By Dennis Schall, CPA, Partner, Alternative Investments Group at Marcum LLP
So the story goes: you have been working for a big Wall Street firm for years and you’re tired of making millions of dollars for other people and want to make it for yourself. Your co-worker sitting next to you feels the same. One night, over some cocktails at the local watering hole, the two of you decide“ Hey, enough is enough; let’s start our own hedge fund!” The next day you both quit your jobs and call your former college roommate who is now a real estate attorney and ask him to write your fund documents. He goes to the internet and downloads fund documents. You and your partner bring the subscription documents to your friends and family and quickly raise $10,000,000. You deposit the money and start trading on your E-Trade account. In less than one year you lost half the money, your friends and family want the rest back, and you are now unemployed. This unfortunate story is too often the reality for the less diligent emerging managers. So if you are thinking about launching your own hedge fund, here are four things you should consider before making that first trade.

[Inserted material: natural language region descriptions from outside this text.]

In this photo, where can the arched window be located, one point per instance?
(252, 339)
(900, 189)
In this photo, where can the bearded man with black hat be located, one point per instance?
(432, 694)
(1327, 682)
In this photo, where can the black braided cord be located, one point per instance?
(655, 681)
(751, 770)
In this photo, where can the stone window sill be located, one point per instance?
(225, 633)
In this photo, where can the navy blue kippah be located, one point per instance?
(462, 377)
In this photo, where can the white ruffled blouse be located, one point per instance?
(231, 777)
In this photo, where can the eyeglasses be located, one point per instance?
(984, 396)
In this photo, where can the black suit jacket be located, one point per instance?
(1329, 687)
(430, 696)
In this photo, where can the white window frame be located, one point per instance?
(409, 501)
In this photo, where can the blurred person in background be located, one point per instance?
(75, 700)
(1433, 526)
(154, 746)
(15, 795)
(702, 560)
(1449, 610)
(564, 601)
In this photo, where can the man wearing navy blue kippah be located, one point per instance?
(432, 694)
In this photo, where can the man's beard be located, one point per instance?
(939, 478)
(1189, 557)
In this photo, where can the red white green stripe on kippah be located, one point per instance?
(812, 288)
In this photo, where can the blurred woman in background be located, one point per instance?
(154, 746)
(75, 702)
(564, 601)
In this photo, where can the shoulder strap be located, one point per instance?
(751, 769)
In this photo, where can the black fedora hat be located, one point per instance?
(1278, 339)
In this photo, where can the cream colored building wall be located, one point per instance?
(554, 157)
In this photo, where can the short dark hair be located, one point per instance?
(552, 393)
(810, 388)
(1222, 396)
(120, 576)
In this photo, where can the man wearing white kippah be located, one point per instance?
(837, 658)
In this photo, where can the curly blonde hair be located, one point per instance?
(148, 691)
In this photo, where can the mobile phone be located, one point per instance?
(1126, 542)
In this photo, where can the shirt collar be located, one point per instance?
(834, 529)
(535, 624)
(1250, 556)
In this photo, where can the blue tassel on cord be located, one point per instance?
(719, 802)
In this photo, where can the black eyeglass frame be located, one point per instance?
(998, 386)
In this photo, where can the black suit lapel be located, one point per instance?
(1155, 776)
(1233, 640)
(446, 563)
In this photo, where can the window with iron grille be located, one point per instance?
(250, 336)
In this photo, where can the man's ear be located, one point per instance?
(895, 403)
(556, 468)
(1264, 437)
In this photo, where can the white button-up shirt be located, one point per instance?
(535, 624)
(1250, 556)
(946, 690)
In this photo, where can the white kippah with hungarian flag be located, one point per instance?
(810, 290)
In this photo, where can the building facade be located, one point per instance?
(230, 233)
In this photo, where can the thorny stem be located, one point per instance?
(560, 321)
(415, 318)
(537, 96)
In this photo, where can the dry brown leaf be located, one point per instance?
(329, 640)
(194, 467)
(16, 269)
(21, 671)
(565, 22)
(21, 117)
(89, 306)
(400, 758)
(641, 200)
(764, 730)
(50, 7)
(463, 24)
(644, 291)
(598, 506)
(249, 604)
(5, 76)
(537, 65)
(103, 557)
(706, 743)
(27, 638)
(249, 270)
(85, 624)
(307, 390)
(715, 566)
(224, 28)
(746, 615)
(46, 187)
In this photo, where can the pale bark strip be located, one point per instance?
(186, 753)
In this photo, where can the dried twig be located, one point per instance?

1. You are running a business not a trading desk
From this point forward your hedge fund is the “Business.” Many emerging managers fail because they don’t understand that a hedge fund is a business and not just a trading strategy. While the trading strategy is very important and it is the engine that will generate profits for the business, there is a lot more to running a business. As an emerging manager, you will be responsible for dealing with issues that in the past were taken care of by someone else. You will be making decisions regarding office space rental, the purchase or lease of computer equipment, the acquisition of a phone system, and subscription to a variety of research services, among others. You will also have to develop an internal support team. Thus, you will become a recruiter and the human resources manager charged with selecting the best employees, determining their salaries, selecting their benefits package, and processing their questions and complaints. These decisions can become distractions for the emerging manager who still must find the necessary time to execute his trading strategy and meet his investment objectives.Revenues, expenses and profits/losses are now the responsibility of the emerging manager. Every business has to deal with these issues and your business is no different. The emerging manager has to establish budgets and forecasts in order to be able to properly develop a strategic plan for the business.
Revenues for the emerging manager are typically generated in two ways:
(i) a management fee (typically 2% of Assets Under Management “AUM”) paid to the management company and
(ii) a performance allocation (typically 20% of the fund’s profits) allocated to the general partner of the business.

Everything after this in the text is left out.